Growing up in a quaint rural town where high-powered people from NYC liked to "get away", this is very common situation, and the inability to disconnect and adopt a slower attitude was, IMO, the primary cause of friction between the weekenders and the locals. They would physically get away from the city, but were unable to mentally release the blend of Type-A competitive neuroses that helped them get ahead in the city but just made them come off as obnoxious in this slower, quieter place.
I've found myself in this mode before, too. A couple of years ago I was preparing for weeklong wilderness backpacking trip with some friends. I'd recently quit my high-stress job to take some time off, and I had a few new pieces of gear I wanted to test before relying on them on a longer trip. When I looked at the calendar, though, every weekend before we were to leave was already spoken for.

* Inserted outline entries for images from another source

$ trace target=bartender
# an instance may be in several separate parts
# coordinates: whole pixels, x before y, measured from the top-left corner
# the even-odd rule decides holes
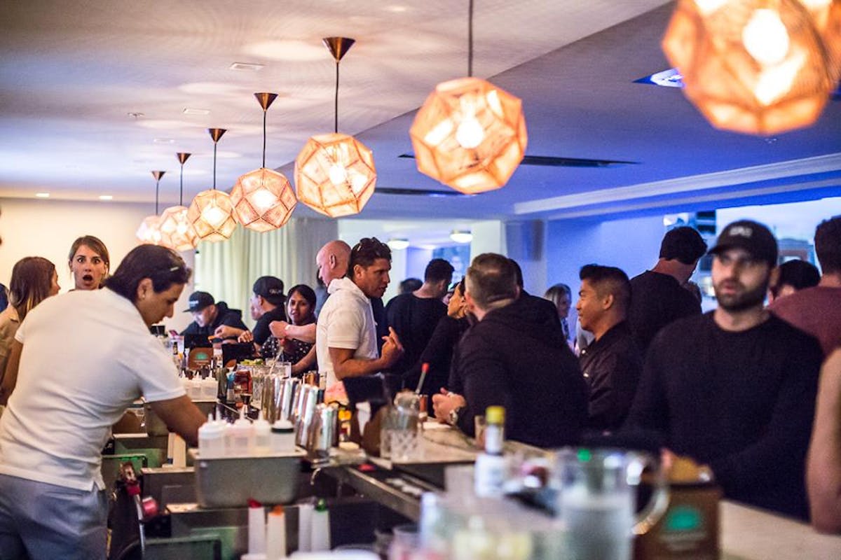
[[[190,270],[140,245],[105,289],[48,298],[15,335],[18,383],[0,417],[0,558],[106,557],[101,450],[140,395],[190,445],[204,416],[149,327],[172,317]]]

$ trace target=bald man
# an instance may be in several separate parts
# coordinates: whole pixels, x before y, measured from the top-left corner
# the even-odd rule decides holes
[[[327,242],[315,254],[318,276],[330,290],[330,283],[342,278],[347,273],[347,264],[351,261],[351,246],[341,239]],[[329,293],[329,292],[328,292]],[[272,321],[269,325],[277,338],[296,338],[305,343],[315,342],[315,323],[293,325],[286,321]]]

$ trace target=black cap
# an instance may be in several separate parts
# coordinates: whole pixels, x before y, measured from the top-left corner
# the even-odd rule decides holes
[[[275,276],[261,276],[257,279],[253,291],[272,306],[282,306],[286,299],[283,296],[283,280]]]
[[[213,296],[206,291],[194,291],[190,294],[190,306],[184,311],[188,313],[198,313],[208,306],[212,306],[214,303],[216,303],[216,300],[213,299]]]
[[[730,249],[742,249],[754,259],[764,260],[769,266],[777,265],[777,240],[768,228],[751,220],[739,220],[728,224],[710,254],[717,254]]]

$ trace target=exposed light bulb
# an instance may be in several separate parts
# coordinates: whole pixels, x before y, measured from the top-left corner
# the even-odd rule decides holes
[[[219,228],[225,222],[225,212],[215,204],[209,204],[202,210],[202,217],[214,228]]]
[[[277,198],[266,189],[257,189],[251,194],[251,201],[261,213],[272,207]]]
[[[347,181],[347,170],[341,164],[335,163],[331,165],[327,174],[330,175],[330,182],[333,185],[342,185]]]
[[[785,58],[789,50],[789,34],[785,25],[775,10],[754,11],[742,29],[745,50],[763,65],[771,65]]]
[[[468,115],[458,123],[458,128],[456,129],[456,141],[462,148],[468,149],[476,148],[484,139],[484,130],[482,129],[482,125],[479,123],[475,116]]]

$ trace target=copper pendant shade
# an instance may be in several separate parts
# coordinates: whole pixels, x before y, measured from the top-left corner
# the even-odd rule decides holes
[[[263,110],[262,167],[241,175],[230,191],[234,216],[243,227],[257,232],[267,232],[283,227],[289,221],[298,204],[289,181],[266,167],[266,113],[277,93],[255,93]]]
[[[663,50],[713,126],[800,128],[817,120],[841,75],[841,3],[680,0]]]
[[[352,136],[338,132],[339,62],[353,43],[345,37],[324,39],[336,60],[334,131],[311,137],[295,158],[298,199],[331,217],[362,212],[377,185],[373,152]]]
[[[213,139],[213,188],[196,195],[187,212],[201,241],[225,241],[236,229],[230,195],[216,190],[216,146],[225,132],[225,128],[208,128]]]
[[[170,207],[161,214],[161,244],[176,251],[189,251],[196,248],[198,236],[193,224],[187,218],[187,207],[183,206],[184,163],[190,154],[178,152],[176,156],[181,164],[181,202],[179,206]]]

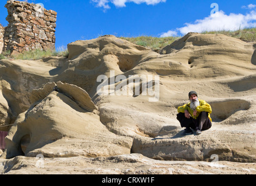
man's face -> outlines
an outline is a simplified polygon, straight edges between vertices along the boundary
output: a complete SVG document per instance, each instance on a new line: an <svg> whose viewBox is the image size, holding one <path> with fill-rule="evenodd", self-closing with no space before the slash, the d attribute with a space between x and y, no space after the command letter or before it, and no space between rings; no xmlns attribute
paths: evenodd
<svg viewBox="0 0 256 186"><path fill-rule="evenodd" d="M189 99L191 101L195 101L197 100L197 95L195 94L193 94L190 96L190 97L189 98Z"/></svg>

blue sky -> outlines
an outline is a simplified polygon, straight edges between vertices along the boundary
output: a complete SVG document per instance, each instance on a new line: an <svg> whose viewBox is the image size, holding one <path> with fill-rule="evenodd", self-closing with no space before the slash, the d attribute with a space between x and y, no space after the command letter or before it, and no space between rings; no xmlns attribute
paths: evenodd
<svg viewBox="0 0 256 186"><path fill-rule="evenodd" d="M0 1L0 23L6 26L6 1ZM56 48L105 34L181 36L189 31L256 27L255 0L27 1L57 12Z"/></svg>

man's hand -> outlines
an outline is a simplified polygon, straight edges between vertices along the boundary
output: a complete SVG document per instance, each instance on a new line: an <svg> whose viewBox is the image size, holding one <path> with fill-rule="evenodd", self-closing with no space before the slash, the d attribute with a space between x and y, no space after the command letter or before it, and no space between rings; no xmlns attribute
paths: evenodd
<svg viewBox="0 0 256 186"><path fill-rule="evenodd" d="M185 117L187 119L189 119L189 117L190 117L190 115L189 114L189 111L187 111L187 110L185 110Z"/></svg>

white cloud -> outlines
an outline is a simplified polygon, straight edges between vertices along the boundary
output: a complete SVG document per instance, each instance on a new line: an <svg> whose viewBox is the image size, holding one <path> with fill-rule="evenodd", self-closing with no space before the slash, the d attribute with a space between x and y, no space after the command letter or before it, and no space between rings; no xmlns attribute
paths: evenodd
<svg viewBox="0 0 256 186"><path fill-rule="evenodd" d="M173 36L172 35L175 32L186 34L189 32L235 31L254 27L256 27L256 12L252 10L246 15L230 13L227 15L224 12L220 10L203 19L197 20L194 23L185 23L185 25L184 27L162 33L160 37Z"/></svg>
<svg viewBox="0 0 256 186"><path fill-rule="evenodd" d="M136 4L145 3L148 5L154 5L160 2L165 2L166 0L91 0L91 1L95 3L98 7L110 9L109 3L113 3L116 7L125 7L125 3L127 2L134 2Z"/></svg>
<svg viewBox="0 0 256 186"><path fill-rule="evenodd" d="M161 37L170 37L170 36L176 36L177 35L177 32L173 30L169 30L167 33L162 33Z"/></svg>
<svg viewBox="0 0 256 186"><path fill-rule="evenodd" d="M256 7L256 5L250 4L247 6L243 6L242 8L247 9L252 9Z"/></svg>

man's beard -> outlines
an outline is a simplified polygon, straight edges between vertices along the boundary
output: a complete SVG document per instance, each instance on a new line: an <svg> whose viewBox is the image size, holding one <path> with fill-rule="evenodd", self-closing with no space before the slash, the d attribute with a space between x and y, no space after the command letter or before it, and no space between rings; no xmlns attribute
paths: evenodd
<svg viewBox="0 0 256 186"><path fill-rule="evenodd" d="M199 106L200 105L200 102L199 102L199 100L198 98L197 98L194 100L190 100L190 108L194 110L195 109L195 108Z"/></svg>

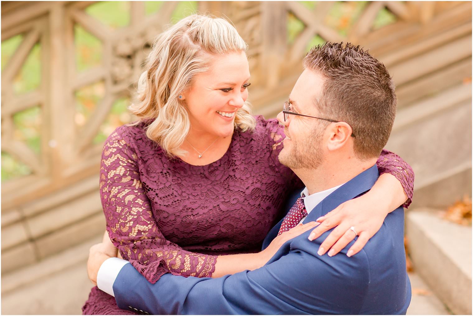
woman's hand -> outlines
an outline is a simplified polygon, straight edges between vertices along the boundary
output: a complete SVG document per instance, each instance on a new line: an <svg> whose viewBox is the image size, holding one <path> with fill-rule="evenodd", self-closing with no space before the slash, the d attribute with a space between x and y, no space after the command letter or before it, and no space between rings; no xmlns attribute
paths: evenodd
<svg viewBox="0 0 473 316"><path fill-rule="evenodd" d="M319 224L320 223L317 222L309 222L304 224L299 224L279 236L276 236L264 250L259 253L260 263L262 263L261 266L263 266L268 262L286 241L298 236Z"/></svg>
<svg viewBox="0 0 473 316"><path fill-rule="evenodd" d="M319 225L317 222L310 222L295 227L276 236L264 250L252 254L227 255L217 257L215 270L212 278L219 278L227 274L234 274L245 270L254 270L264 265L288 240L298 236L302 233Z"/></svg>
<svg viewBox="0 0 473 316"><path fill-rule="evenodd" d="M324 232L337 226L319 247L317 254L322 255L327 250L330 256L343 249L356 235L358 239L350 247L347 255L350 257L358 253L366 243L381 228L384 219L392 210L382 210L383 201L374 200L376 197L368 193L341 204L325 216L317 219L321 224L309 235L309 240L318 238ZM337 226L338 225L338 226Z"/></svg>

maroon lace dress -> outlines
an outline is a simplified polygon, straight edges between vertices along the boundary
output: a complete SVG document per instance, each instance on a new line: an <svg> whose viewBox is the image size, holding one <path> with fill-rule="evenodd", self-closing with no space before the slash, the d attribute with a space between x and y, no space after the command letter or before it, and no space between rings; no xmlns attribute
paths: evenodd
<svg viewBox="0 0 473 316"><path fill-rule="evenodd" d="M193 166L169 158L146 135L146 125L123 126L107 139L100 195L112 242L150 282L166 273L210 277L217 255L255 252L280 220L284 203L302 182L278 155L285 135L275 119L257 116L253 132L236 131L219 159ZM384 150L380 173L401 181L410 199L414 175ZM92 289L84 314L132 314Z"/></svg>

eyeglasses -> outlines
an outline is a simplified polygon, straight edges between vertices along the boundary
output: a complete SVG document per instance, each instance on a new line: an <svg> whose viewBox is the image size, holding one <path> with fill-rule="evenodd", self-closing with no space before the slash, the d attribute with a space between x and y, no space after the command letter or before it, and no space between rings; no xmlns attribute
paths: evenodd
<svg viewBox="0 0 473 316"><path fill-rule="evenodd" d="M294 113L294 112L289 111L289 106L290 105L290 103L288 101L284 102L284 105L282 108L282 113L284 114L284 122L286 122L288 118L289 118L289 114L292 114L293 115L299 115L300 116L305 116L306 117L312 117L312 118L317 118L319 120L324 120L324 121L328 121L329 122L333 122L334 123L338 123L340 122L340 121L335 121L335 120L331 120L330 119L324 119L321 117L316 117L315 116L311 116L310 115L306 115L304 114L299 114L298 113ZM355 137L355 134L352 133L350 135L352 137Z"/></svg>

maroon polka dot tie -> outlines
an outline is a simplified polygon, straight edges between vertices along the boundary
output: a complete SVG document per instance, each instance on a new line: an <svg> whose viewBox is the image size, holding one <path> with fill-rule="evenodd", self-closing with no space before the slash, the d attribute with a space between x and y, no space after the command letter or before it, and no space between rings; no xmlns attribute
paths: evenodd
<svg viewBox="0 0 473 316"><path fill-rule="evenodd" d="M281 228L279 229L279 232L278 233L278 236L296 226L304 216L307 216L307 210L306 210L306 206L304 204L305 197L305 196L303 195L298 199L296 203L289 210L282 221L282 224L281 224Z"/></svg>

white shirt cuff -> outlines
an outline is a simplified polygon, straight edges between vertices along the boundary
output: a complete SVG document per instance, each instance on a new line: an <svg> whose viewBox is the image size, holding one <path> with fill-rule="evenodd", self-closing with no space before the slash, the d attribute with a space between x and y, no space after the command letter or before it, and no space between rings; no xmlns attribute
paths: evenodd
<svg viewBox="0 0 473 316"><path fill-rule="evenodd" d="M114 283L123 266L129 263L126 260L114 257L109 258L102 264L97 273L97 287L114 297Z"/></svg>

I was worrying about it to my wife, trying to decide whether I'd just have to use the old worn out gear or risk it with the new stuff, when she stopped me: "why don't you just... go on Monday?" It took me a second to even get what she was saying—I was still so much in work-all-the-time-mode that my brain didn't even consider whatsoever the possibility that I could just... go off and go camping on a weekday. I was really baffled for a moment, and I've reflected on that a bit since, it's funny how you can be trapped in your own default operating mode and not even realize it.
It’s like those animals that walk in little circles the size of their last pen.